How AI impacts ECM ?

Enterprise Content Management on AI era

The Enterprise Content Management (ECM) system enables companies to leverage structured and unstructured data to improve business outcomes. While previous AI approaches such as OCR are no longer referred to as AI, most ECM systems still rely on rule-based approaches to extract, classify, and enrich data. With advancements in AI, machine learning, and especially deep learning, companies can now execute ECM applications more autonomously with higher levels of compliance.

What is Enterprise Content Management?

ECM helps businesses derive business value from their content and automate processes based on content.

ECM ensures that documents and other business content are organized, classified, meaningful, and easily discoverable. ECM is responsible for aggregating content streams across various channels such as documents, videos, audio, databases, etc. Almost every file created by the company (Word documents, Excel spreadsheets, PDF files, etc.) is stored in ECM so that the system can provide them when needed.

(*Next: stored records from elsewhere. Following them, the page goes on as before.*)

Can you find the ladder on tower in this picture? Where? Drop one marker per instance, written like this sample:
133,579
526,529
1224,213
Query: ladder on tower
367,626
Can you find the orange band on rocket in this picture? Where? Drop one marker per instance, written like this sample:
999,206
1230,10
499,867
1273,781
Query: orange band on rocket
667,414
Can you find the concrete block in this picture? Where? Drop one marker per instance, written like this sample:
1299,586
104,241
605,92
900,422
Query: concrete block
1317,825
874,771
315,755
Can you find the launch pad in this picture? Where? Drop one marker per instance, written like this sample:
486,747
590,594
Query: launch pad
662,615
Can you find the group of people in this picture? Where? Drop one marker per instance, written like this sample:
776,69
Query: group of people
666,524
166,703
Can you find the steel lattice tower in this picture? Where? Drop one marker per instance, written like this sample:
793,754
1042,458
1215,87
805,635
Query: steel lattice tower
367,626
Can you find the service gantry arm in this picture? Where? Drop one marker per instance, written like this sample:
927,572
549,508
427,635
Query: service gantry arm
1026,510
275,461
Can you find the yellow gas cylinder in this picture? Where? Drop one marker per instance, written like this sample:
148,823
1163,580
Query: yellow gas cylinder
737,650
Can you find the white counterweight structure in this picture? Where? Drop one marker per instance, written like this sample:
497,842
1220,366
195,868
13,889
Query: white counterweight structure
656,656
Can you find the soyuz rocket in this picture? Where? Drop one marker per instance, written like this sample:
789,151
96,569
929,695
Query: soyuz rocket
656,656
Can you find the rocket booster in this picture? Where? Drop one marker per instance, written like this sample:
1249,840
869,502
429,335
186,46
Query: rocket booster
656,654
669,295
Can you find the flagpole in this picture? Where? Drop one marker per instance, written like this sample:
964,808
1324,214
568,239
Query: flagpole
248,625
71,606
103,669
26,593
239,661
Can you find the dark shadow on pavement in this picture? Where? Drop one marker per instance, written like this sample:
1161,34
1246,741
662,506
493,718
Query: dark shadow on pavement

What is an AI integrated ECM?

Integrating AI into ECM involves using Artificial Intelligence (AI) technology within an Enterprise Content Management (ECM) system to enhance process automation, improve content classification and extraction, as well as enhance predictive capabilities and data analysis 

AI takes ECM a step further by its ability to "read" information on documents. An ECM system supported by AI can classify, analyze content, and provide information in various formats.

Which AI technologies support ECM systems?

Natural Language Processing (NLP) and Natural Language Understanding(NLU) 

AI-supported ECM can understand data and context at a deeper, more semantic level and enable data processing. It can comprehend the language used in emails and other documents. Therefore, it can establish relationships between the context of documents and make information retrieval easier when requested.

Machine learning

For example, AI-integrated ECM can be trained to classify documents using various machine learning algorithms such as decision tree-based algorithms (decision trees, random forests), gradient boosting algorithms, neural networks, and/or clustering algorithms. AI-supported ECM can learn to identify document types based on content, classify documents, and make appropriate decisions.

AI-supported ECM can enhance data insights by using predictive analytics tools supported by machine learning such as time series analysis, regression analysis, other forecasting tools, etc.

Image Recognition

With image recognition technology, images can be automatically tagged upon upload, and ECM can capture text within those images without human intervention

Speech recognition and transcription

As of May 2019, over 500 hours of video are uploaded to YouTube every minute, equivalent to about 30,000 hours of new content uploaded every hour. That's why YouTube is expected to have over 1 billion gigabytes (1 exabyte) of data on its servers!

With the increasing use of video in both B2B and B2C communications, speech recognition and transcription technology play an even larger role in ECM as information is extracted from audio and video files. 

What are the benefits of ECM?

Cost savings: ECM helps optimize workflows, reduce waste, and increase labor productivity, thereby saving costs for the organization.

Faster processing: ECM automates many processes, enabling quicker document and data processing, reducing wait times, and accelerating work speed.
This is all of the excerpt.